@StefanTalmon 17 July 2024
BEAKING: Netanyahu/Gallant Arrest Warrants
Germany submits amicus curiae observations to ICC Pre-Trial Chamber I with regard to the Prosecutor’s application for arrest warrants for Israeli officials. After the United Kingdom Germany is the second country trying to get Israel’s Prime Minister Netanyahu and Defence Minister Gallant off the hook of the ICC.
While the UK argued that the case was inadmissible because Palestine itself could not exercise criminal jurisdiction over Israeli nationals pursuant to the Oslo Accords, Germany tries a different argument. Germany submits that the case is inadmissible because the question of complimentarity cannot be decided during an ongoing armed conflict; at least not at the present stage. With regard to investigations initiated by the Israeli judiciary into attacks on schools and hospitals, the Federal Foreign Office stated: “In view of the seriousness of the allegations and the ongoing conflict, this requires time and care.”
It should be noted, however, that:
- The Prosecutor has not sought arrest warrants for attacks on schools and hospitals, but for starvation of civilians as a method of warfare from at least 8 October 2023 a war crime
- Investigations into the war crime of starvation of civilians as a method of warfare seem rather straight forward (which is proabably why the Prosecutor chose to start with this crime)

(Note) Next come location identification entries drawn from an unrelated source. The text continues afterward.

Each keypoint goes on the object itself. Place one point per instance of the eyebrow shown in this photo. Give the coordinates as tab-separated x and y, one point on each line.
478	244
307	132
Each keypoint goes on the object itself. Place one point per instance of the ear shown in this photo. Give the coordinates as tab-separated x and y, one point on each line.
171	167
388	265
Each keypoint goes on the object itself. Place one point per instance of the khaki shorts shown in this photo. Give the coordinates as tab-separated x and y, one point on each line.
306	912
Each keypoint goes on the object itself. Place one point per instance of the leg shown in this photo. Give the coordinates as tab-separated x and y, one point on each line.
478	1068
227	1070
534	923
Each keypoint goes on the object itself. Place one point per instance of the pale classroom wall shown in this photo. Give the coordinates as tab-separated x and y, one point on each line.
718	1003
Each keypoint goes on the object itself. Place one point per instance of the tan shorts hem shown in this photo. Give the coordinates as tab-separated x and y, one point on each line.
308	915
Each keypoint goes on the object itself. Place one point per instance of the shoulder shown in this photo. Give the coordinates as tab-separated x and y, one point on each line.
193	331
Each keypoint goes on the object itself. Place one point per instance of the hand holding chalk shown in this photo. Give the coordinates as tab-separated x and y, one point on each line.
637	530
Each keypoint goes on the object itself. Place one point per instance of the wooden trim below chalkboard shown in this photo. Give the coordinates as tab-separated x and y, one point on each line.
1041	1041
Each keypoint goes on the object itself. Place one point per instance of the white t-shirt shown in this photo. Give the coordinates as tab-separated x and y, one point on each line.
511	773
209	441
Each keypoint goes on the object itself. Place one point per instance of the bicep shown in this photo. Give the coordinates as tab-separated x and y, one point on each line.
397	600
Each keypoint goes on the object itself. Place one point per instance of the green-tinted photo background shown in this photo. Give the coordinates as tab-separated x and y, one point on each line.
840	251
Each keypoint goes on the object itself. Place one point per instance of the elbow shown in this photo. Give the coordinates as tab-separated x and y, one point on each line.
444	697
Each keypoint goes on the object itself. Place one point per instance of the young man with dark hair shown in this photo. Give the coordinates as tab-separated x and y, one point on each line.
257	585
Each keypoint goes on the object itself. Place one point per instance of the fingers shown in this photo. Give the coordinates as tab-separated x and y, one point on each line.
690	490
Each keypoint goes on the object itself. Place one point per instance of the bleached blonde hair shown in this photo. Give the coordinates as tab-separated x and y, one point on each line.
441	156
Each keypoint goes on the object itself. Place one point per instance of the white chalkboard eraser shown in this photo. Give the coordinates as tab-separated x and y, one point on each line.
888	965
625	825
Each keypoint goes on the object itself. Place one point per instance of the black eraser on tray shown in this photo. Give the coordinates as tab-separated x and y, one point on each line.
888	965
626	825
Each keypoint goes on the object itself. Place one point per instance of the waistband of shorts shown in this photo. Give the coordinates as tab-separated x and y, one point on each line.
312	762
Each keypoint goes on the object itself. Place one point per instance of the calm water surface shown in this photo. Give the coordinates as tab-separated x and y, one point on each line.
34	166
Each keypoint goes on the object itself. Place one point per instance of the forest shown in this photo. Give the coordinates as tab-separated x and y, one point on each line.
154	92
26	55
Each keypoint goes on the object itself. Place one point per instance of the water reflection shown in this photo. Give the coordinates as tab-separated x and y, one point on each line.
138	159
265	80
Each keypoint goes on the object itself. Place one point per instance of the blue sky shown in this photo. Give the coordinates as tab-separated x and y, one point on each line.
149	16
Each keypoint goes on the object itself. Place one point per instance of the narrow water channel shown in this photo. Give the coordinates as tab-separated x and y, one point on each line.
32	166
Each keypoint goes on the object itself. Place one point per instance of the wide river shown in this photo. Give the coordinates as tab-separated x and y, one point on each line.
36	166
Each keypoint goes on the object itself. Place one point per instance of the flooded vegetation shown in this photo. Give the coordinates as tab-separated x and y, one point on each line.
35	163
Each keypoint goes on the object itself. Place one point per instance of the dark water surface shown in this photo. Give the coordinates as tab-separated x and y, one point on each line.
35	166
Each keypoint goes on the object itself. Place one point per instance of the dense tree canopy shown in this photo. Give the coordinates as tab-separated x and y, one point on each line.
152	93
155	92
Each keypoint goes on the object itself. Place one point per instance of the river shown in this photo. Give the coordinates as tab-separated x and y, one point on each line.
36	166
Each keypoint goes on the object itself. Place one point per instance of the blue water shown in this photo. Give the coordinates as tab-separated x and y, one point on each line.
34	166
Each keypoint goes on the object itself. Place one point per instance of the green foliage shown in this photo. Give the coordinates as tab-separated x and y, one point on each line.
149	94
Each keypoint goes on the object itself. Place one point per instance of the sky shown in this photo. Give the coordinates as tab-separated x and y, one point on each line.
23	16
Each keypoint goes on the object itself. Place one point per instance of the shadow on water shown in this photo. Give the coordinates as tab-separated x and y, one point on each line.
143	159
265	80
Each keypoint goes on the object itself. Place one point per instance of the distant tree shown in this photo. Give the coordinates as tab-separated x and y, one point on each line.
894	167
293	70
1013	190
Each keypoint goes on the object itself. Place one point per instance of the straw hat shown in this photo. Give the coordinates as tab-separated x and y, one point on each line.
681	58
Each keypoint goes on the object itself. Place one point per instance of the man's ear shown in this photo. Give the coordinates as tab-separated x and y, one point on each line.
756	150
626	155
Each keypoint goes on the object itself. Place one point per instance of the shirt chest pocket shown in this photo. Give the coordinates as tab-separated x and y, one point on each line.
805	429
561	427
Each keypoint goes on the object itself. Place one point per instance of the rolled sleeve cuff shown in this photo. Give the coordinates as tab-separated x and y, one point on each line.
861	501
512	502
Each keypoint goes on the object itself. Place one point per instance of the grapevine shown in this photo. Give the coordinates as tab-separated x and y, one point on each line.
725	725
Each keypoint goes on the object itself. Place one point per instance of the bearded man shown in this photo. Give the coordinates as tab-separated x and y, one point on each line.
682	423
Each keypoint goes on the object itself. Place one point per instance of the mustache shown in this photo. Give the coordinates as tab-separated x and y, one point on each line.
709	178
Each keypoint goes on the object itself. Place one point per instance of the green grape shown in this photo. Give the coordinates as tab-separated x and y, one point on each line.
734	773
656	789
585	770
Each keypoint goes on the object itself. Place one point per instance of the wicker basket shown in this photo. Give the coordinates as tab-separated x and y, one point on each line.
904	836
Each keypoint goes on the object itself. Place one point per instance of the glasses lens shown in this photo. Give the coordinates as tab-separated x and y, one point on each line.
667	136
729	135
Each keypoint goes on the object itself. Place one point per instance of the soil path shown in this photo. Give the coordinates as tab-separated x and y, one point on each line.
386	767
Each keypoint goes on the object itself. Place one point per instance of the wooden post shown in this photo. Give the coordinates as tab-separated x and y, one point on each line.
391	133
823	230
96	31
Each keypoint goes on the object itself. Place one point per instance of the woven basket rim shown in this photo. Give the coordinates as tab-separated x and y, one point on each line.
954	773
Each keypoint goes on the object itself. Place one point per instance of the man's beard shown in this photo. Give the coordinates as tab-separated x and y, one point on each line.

- If the Prosecutor was able to investigate the crime and prepare a case-file, so should have been the Israeli judiciary
- No investigation by the Israeli judiciary into the war crime of starvation as a method of warfare has been made known to the public
- If such an investigation against Prime Minister Netanyahu and Defence Minister Gallant was in fact being conducted by the Israeli judiciary, this should be brought to the attention of Pre-Trial Chamber I by Israel or the accused before any decision on the arrest warrants
- If the question of complimentarity cannot be decided during an ongoing armed conflict, that would also apply to the arrest warrants for the Hamas leaders
In any case, Germany’s submissions of amicus curiae observations will buy some more time. News reports of today, that arrest warrants for Prime Minister Netanyahu and Defence Minister Gallant are “expected within 2 weeks” are mistaken. Under the Rules of Procedure and Evidence, the Pre-Trial Chamber must first give the Prosecutor an opportunity to respond to Germany’s amicus curiae observations (and those of any other country that by 12 July 2024 had requested leave to file such observations). It will thus be several months before the Pre-Trial Chamber will decide on the Prosecutor’s application for arrest warrants for the Israeli and Hamas leaders.